Overall, the team came away with one Gold Medal, three Silver Medals, and 11 Bronze Medals. Marker, competing in his second competition, received a third-place medal in the Contemporary Cooking Arts category. His Bronze Medal winning dish was a pan seared duck with mashed sweet potatoes and sautéed snap peas and shitaki mushrooms.
He also received a Bronze medal as a member of the Fort Campbell Field Cooking team.
"The judges this year were real sticklers, and for a Pfc. to come out and do this well is an achievement," said Maj. Jamie Carson, Public Affairs spokesperson for the Combined Arms Support Command. "There were sergeant first classes who competed in this competition for the first time in their careers. He's got to be pretty pumped."
Marker, a food service specialist assigned to the 101st Sustainment Brigade Dining Facility, was his harshest critic.
"My performance could have been better in how I did with the timing and preparation of my dish," he said.
Marker said he had never prepared a duck before, and not listening to more experienced chefs on how to properly prepare one cost him points.
"It was hard to bet the concept of doing the pan-sear. As I pulled it out of the pan, it didn't look crusted enough, but I didn't really listen to the others as they gave me advice. I wanted it to be my dish," he said.

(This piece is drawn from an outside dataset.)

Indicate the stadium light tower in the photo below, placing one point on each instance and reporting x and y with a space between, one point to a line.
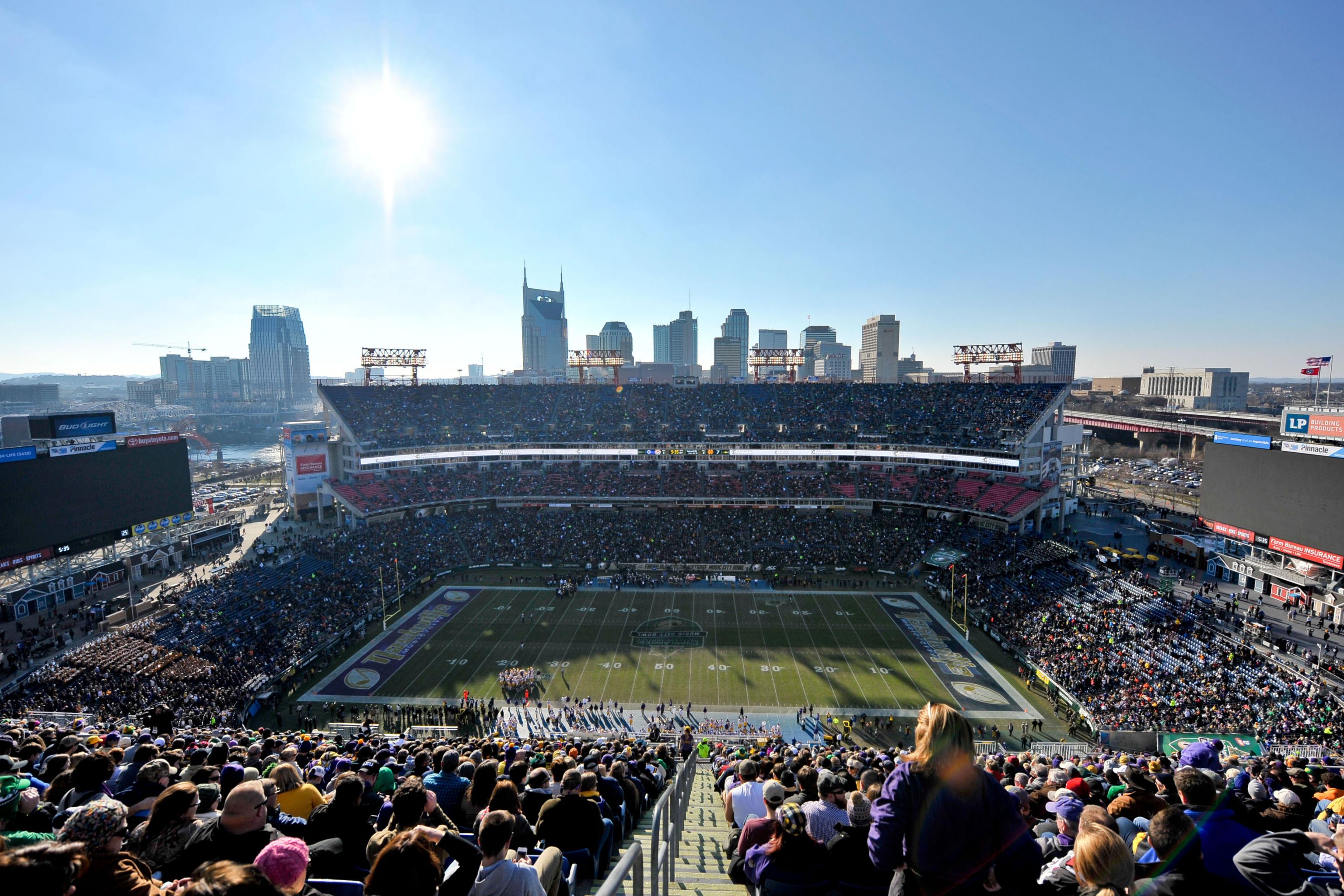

Brigade food adviser, Chief Warrant Officer Three Joseph Wisniewski, said the event is not only about competing against the best cooks, it's also about learning.

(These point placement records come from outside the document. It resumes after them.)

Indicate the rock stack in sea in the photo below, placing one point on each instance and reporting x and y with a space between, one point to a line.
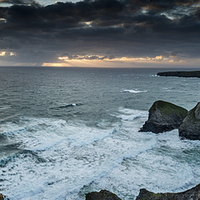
191 194
190 128
102 195
2 197
164 116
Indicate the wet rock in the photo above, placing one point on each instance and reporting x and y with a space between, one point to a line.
164 116
102 195
190 127
191 194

"Everyone talks and learns from one another. We come here to win the gold, but we also come here to learn," he said.
This is the second team Wisniewski has led from Fort Campbell, which is comprised of food service specialists from the 101st Airborne Division's various brigade combat teams.

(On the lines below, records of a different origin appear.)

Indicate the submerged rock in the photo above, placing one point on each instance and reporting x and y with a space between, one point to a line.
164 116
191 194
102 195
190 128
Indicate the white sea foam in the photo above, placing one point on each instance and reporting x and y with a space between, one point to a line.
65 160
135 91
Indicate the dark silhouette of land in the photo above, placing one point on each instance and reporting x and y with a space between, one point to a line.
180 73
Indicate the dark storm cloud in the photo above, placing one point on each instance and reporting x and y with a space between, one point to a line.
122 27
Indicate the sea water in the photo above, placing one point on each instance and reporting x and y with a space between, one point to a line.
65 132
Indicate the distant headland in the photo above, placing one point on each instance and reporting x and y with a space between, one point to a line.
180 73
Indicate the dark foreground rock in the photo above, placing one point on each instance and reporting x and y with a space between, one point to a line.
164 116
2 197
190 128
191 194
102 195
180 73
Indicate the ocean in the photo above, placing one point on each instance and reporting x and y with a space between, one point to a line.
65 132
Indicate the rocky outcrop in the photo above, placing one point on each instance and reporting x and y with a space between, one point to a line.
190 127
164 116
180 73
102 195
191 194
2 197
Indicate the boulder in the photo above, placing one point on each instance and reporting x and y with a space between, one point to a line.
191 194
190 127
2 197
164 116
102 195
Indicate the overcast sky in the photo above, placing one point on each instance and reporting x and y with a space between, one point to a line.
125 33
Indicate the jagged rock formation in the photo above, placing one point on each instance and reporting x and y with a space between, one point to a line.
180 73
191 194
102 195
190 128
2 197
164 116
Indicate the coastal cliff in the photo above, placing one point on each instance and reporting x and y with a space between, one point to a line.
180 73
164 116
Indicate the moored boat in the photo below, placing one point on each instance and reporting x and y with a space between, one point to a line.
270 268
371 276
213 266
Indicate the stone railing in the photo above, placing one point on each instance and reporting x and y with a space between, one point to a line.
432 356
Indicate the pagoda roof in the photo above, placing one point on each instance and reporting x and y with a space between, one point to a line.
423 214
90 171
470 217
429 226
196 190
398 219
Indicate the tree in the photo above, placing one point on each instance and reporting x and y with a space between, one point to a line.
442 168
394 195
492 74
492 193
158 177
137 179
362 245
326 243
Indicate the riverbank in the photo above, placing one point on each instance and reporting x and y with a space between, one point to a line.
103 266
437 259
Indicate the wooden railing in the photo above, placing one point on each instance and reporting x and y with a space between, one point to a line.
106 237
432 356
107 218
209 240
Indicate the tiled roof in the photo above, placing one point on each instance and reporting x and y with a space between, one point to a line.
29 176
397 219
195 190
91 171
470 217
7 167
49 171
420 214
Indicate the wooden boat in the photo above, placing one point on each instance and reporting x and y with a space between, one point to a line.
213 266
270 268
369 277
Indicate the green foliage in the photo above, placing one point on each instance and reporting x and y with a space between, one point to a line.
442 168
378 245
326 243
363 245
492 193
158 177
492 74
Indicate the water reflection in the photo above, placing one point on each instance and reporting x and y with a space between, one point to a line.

The Culinary Arts Competition is a two-week long event where the military's best cooks from around the world square off against each other in a variety of food preparation challenges, which include field team cooking, a senior chef competition, a contemporary cooking competition, and preparing a “mystery dish” with unknown food items provided.
Wisniewski said this year's team was fairly young, comprised of one staff sergeant and the rest specialist and below, but was improved from the previous year's team.
"We had more time to prepare and a longer period to get ready," he said. "We were able to get a containerized kitchen to practice with, and it made a lot of difference. They were actually able to cook the meals they planned using the equipment they needed, and were able to learns the ins and outs of that kitchen," he said.
The cooks spent the past two weeks preparing their dishes in a fast paced environment, working 15 hours a day on average, Wisniewski said. They spent 24 hours preparing their cold table dishes for that particular event, he said.
"Some of them found out how really tough it is compete in one of these. Lots of long hours and late nights," he said. "You can't really compensate for sleep, so you try to keep a light-hearted approach to the competition in those cases."
Next step for the team is heading back to Fort Campbell and build on this year's experience. For Marker, he said he'll continue taking his Culinary Arts classes at Austin-Peay State University to learn even more about his craft.
"It was a lot of hard work for this bronze medal," he said.